Q: Do you consider yourself detail-oriented, or perhaps even somewhat of a perfectionist? If so, what kind of impact does that have on your work in QA? Can you cite examples from past projects of both positive and negative effects of these or similar character traits you feel you may have?
Some believe that engineers in QA generally have perfectionistic tendencies, and perhaps even that they should, at least on some level. However, this comes with an understanding that there is a point at which testing needs to stop, and too much obsessing about details and defects can turn into a negative aspect.

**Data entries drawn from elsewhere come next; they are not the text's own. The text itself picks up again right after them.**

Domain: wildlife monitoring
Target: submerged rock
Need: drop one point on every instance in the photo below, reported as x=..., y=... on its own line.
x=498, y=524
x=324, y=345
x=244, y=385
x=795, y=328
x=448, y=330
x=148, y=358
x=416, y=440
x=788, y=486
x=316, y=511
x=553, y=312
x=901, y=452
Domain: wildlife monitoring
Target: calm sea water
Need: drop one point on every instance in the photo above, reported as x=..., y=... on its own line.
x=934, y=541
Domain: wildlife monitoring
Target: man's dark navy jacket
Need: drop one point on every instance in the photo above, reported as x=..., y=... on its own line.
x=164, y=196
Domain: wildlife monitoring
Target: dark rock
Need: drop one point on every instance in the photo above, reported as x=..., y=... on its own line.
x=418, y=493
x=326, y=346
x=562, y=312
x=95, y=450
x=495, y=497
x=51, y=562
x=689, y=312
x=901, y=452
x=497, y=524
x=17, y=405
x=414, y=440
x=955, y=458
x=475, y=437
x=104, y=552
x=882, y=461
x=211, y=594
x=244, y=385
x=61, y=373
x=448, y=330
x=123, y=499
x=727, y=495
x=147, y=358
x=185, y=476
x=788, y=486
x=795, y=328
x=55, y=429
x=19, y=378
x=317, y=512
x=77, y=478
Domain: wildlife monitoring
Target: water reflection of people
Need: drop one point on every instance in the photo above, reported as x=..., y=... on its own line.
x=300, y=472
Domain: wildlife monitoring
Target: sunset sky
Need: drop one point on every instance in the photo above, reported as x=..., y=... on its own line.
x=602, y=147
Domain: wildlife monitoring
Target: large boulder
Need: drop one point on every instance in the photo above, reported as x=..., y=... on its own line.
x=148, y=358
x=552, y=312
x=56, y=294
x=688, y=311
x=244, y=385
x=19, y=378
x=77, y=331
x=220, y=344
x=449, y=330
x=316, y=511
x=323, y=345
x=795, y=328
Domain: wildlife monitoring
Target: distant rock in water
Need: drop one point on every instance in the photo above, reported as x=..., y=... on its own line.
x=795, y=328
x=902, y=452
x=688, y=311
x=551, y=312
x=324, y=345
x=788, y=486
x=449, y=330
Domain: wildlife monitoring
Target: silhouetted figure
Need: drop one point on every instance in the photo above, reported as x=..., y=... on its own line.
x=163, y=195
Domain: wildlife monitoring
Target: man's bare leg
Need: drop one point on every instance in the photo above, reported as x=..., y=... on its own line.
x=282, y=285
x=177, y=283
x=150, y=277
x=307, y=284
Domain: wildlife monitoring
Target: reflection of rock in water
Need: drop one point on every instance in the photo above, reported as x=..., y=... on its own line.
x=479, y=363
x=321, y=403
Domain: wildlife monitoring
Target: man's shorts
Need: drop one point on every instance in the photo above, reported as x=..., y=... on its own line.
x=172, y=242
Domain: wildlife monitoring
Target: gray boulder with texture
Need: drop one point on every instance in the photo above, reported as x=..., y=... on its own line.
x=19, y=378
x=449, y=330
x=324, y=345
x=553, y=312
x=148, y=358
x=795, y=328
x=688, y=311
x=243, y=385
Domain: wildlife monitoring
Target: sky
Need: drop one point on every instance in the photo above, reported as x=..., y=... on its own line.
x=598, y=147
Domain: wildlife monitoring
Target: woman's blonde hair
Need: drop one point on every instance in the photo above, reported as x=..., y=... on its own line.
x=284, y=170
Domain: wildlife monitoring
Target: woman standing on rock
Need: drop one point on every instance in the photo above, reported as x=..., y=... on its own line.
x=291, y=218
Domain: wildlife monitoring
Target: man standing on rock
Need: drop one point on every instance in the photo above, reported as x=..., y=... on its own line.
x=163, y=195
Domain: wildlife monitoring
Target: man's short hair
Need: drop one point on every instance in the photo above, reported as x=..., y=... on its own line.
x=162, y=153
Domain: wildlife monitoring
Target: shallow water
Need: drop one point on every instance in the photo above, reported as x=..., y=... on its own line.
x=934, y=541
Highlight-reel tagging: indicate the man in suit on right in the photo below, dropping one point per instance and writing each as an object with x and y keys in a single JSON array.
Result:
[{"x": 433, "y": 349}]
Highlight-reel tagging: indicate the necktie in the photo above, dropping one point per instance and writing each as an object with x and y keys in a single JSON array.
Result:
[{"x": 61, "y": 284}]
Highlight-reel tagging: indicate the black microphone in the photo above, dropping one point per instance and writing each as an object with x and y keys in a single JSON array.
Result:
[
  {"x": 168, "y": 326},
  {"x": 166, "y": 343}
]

Hit this topic head-on and directly ask regarding potentially adverse dimensions of the issue. Whether they respond that they are a perfectionist or they aren’t, or maybe somewhere in between, they will at any rate proceed to elaborate if they feel themself to be tenacious and detail-oriented. Let this conversation naturally lead into describing how, when, where, and why the applicant exhibits dedication and follow-through, and a pursuit of detailed levels of successfulness in the investigative environment.
Do they relate these traits directly with topics of performing intricate deductive processes? What kinds of examples do they use to illustrate real-world situations that reflect these qualities?
It is important that they address any negative angles in their history on this subject. However, if their response turns into complaining that they have a hard time sleeping at night due to obsessing over one or two test cases they may have missed among many dozens of already thoroughly defined scenarios, that’s cause for concern.
If, on the other hand, they articulate that among a constant pursuit, and resulting onslaught, of detailed specifications, rules, test cases, test results, subsequent analyses, documentations, etc., they are able strike a healthy balance with keeping sight of overall project-level pictures, and rest confident in knowing when the job is sufficiently done, that would suggest the applicant is committed, and maybe even a perfectionist of sorts, but also knows how best to manage it.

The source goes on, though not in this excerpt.